II

 

Afortunadamente, una serpiente en el dormitorio de una de las mejores casas de una ciudad moderna no es un fenómeno tan común que convierta en algo totalmente innecesaria una explicación. Harker Brayton, un soltero de treinta y cinco años, erudito, ocioso y algo atlético, rico, famoso y de buena salud, había regresado a San Francisco de un viaje realizado por todo tipo de países remotos y poco habituales. Sus gustos, siempre un poco lujosos, se habían vuelto algo más exigentes tras largas privaciones, por lo que incluso los recursos del Castle Hotel resultaban inadecuados para su absoluta gratificación, razón por la que había aceptado alegremente la hospitalidad de su amigo el distinguido científico doctor Druring. La casa grande y anticuada del doctor Druring, situada en lo que es ahora un oscuro barrio de la ciudad, tenía un aspecto exterior y visible de orgulloso apartamiento. Claramente no se relacionaba con las edificaciones contiguas de su alterado entorno, por lo que parecía haber desarrollado algunas excentricidades surgidas directamente de su aislamiento. Una de ella era un «ala» claramente irrelevante desde el punto de vista arquitectónico y no menos rebelde en cuanto al propósito: pues se trataba de una combinación de laboratorio, casa de fieras y museo. Allí era donde el doctor satisfacía el aspecto científico de su naturaleza con el estudio de aquellas formas de la vida animal que atraían su interés y se conformaban a sus gustos; que debe confesarse se dirigían más bien hacia los de tipo inferior. Para que alguno de los superiores resultara agradable a sus sentidos debía retener por lo menos algunas características rudimentarias pertenecientes a los «dragones primigenios», como era el caso de los sapos y las serpientes.

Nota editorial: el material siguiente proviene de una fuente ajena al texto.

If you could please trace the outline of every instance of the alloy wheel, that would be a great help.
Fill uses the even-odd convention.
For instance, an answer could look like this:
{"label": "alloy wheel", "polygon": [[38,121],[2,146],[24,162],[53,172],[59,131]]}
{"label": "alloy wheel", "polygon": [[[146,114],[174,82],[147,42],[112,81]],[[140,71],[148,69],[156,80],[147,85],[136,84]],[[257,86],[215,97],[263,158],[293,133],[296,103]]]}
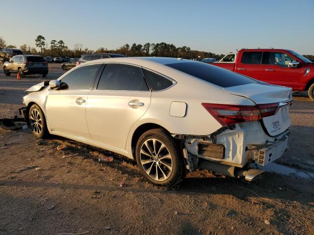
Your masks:
{"label": "alloy wheel", "polygon": [[140,160],[146,173],[155,180],[164,181],[171,174],[172,157],[160,141],[156,139],[146,140],[141,146]]}
{"label": "alloy wheel", "polygon": [[33,109],[29,119],[32,131],[36,135],[39,135],[43,130],[43,119],[39,112],[37,109]]}

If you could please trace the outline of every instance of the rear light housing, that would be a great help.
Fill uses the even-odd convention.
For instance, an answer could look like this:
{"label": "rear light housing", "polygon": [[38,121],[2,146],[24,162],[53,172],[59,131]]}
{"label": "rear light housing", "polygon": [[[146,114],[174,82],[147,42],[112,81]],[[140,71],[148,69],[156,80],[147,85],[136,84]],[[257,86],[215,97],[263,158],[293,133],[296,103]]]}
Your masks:
{"label": "rear light housing", "polygon": [[202,105],[223,126],[251,121],[275,115],[279,104],[258,106],[202,103]]}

Sus simpatías científicas eran claramente reptilianas: amaba a los seres vulgares de la naturaleza y gustaba de describirse a sí mismo como el Zola de la zoología. Como su esposa e hijas no tenían la ventaja de compartir su curiosidad ilustrada con respecto a las obras y costumbres de éstas, para nosotros, malhadadas criaturas, habían sido excluidas con innecesaria austeridad de lo que él llamaba el Serpentario, y condenadas a las compañías de sus semejantes, aunque para suavizar los rigores de su destino, gracias a su gran riqueza había permitido a los reptiles vivir en un entorno magnificente y brillar con esplendor superior.

Arquitectónicamente y desde el punto de vista del «amueblamiento» el Serpentario gozaba de una severa simplicidad adecuada a las circunstancias humildes de sus ocupantes, a muchos de los cuales, por razones de seguridad, no se les podía conceder la libertad que es necesaria para el gozo pleno del lujo, porque tenían la inquietante peculiaridad de estar vivos. Sin embargo, en sus apartamentos tenían tan escasas restricciones personales como resultaran compatibles con la protección que necesitaban frente a la costumbre funesta de comerse unos a otros. Por lo demás, tal como Brayton había sido solícitamente advertido, era más que una tradición el que algunos de ellos, en diversos momentos, se encontraran en ciertas partes del lugar en las que hubiera resultado bastante embarazoso explicar su presencia. Mas a pesar del Serpentario y de sus extraordinarias asociaciones —a las que para ser sinceros prestaba él muy poca atención—, la vida en la mansión Druring le resultaba a Brayton muy de su agrado.